The deadline for notifying the Australian Communications and Media Authority (ACMA) of existing interests is 28 February 2019.
Back in 2006, the Howard Government took steps to relax previous restrictions on foreign ownership of Australian media. As such, for the last two decades, foreign ownership of media has not been specifically regulated under the Broadcasting Services Act 1992 (BSA) but has been regulated under the Foreign Acquisitions and Takeovers Act 1975 (FATA).

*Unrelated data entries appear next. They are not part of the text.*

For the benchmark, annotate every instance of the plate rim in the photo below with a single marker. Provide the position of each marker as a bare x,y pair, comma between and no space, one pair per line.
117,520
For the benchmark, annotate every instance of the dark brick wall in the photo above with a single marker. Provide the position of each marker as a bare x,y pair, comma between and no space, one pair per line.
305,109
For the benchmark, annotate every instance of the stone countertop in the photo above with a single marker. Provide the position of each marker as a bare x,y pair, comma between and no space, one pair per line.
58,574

Currently a foreign person acquiring an interest of at least 5% in an Australian media business is prescribed as a significant action and a notifiable action under FATA by the Foreign Acquisitions and Takeovers
Regulation 2015. All media investments (both domestic and foreign) are also subject to:
- the media-specific ownership and control rules under the BSA; and
- section 50 of the Competition and Consumer Act which prohibits mergers/acquisitions that would have the effect, or be likely to have the effect, of substantially lessening competition in any market. The ACCC has issued guidance on its approach to media mergers by way of the ACCC Media Merger Guidelines 2017.
As we have reported previously here, in 2017 the Turnbull Government secured the passage of its media reform package including headline reforms to amend the media-specific ownership and control rules under the BSA to remove the "75 per cent" audience reach rule and the "2 out of 3" cross-media rule (Media Reform Package).

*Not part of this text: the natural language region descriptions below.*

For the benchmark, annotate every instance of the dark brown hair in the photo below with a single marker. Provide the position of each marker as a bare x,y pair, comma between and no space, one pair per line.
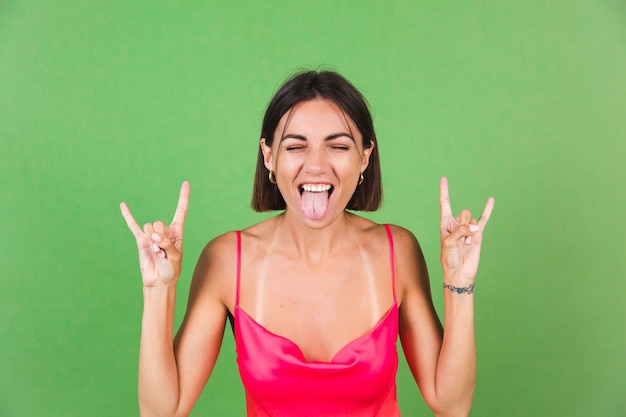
306,86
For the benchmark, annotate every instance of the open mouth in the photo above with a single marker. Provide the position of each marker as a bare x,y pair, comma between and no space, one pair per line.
316,188
314,199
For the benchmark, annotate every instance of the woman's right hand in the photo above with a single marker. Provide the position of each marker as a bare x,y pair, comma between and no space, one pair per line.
160,246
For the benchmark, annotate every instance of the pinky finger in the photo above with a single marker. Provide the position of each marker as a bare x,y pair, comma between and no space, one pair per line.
484,218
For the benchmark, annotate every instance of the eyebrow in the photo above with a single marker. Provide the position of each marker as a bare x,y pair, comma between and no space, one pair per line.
328,138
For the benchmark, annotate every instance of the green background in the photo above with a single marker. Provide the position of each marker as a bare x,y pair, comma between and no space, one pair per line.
109,101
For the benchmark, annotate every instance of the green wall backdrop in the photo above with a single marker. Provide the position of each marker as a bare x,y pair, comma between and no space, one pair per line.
109,101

In order to secure cross-bench support for the Media Reform Package, a number of ancillary media issues were addressed including, at the request of the One Nation party, the introduction of a public register of foreign-owned media assets now implemented in the form of the BSA Amending Act.
This means that foreign ownership of media assets is, once again, dealt with under the BSA.

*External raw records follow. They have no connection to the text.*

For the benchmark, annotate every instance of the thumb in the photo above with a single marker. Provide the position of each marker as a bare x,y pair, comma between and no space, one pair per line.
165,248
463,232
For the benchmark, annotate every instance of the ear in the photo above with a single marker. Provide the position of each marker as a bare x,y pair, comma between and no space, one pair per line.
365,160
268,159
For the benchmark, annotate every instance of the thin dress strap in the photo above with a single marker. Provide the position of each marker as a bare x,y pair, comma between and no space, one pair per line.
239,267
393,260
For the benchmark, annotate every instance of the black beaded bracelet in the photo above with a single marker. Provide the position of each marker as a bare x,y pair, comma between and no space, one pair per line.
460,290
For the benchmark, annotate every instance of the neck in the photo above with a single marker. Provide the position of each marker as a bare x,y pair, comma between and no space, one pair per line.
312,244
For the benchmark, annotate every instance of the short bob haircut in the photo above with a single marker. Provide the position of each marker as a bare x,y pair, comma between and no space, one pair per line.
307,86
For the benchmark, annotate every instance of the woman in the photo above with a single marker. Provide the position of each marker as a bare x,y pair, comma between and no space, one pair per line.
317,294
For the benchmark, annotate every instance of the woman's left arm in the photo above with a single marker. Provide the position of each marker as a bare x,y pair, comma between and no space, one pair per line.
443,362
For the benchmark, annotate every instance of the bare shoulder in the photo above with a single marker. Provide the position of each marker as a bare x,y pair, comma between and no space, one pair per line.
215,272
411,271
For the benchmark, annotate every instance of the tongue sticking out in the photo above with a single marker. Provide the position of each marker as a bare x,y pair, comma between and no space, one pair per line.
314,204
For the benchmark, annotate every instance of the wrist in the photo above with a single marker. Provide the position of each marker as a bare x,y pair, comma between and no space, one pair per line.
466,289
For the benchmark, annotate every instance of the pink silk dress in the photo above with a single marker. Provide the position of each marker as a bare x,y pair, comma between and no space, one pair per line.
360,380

However, these changes require notification only and do not prohibit or restrict foreign investment.
The substantive position regarding the permissibility of foreign investments remains as before.
Register of Foreign Owners of Media Assets
The BSA Amending Act introduces the following key requirements to the BSA.
The ACMA is to maintain a Register of Foreign Owners of Media Assets.
Foreign stakeholders are required to notify the ACMA of company interests in Australian media companies.
The notification obligations apply to foreign persons (as defined in the FATA) having company interests of 2.5% or more in any:
- commercial television broadcasting licensee;
- commercial radio broadcasting licensee; or
- constitutional corporation publishing a newspaper associated with the licence area of a commercial television broadcasting licensee or commercial radio broadcasting licensee.
- The notification obligations arise:
- within 30 days of becoming a foreign stakeholder in an Australian media company;
- within 30 days of ceasing to be a foreign stakeholder in an Australian media company;
- each year, within 30 days of the end of the financial year, if a person was a foreign stakeholder in an Australian media company at the end of the relevant financial year;
- by the end of February 2019 if a person was a foreign stakeholder in an Australia media company on 1 September 2018; and
- if the ACMA makes a request to a foreign stakeholder in an Australian media company.
- The notification requirements also apply to executors and administrators of a person's estate, as well as liquidators.
- The notification obligations have:
- civil penalty provisions, meaning that pecuniary penalties may be ordered by the Federal Court. For the purpose of determining the relevant penalty, the BSA Amending Act provides that a separate contravention occurs each day whilst the contravention continues. The maximum pecuniary penalty payable by a person for a contravention is not to exceed 300 penalty units (currently $63,000) for a body corporate, or 60 penalty units (currently $12,600) in any other case; and
- designated infringement notice provisions, meaning that the ACMA may issue warnings and infringement notices. Infringement notices for breach of these provisions may carry a pecuniary penalty of up to 60 penalty units (currently $12,600) for a body corporate, or 10 penalty units (currently $2,100) in any other case.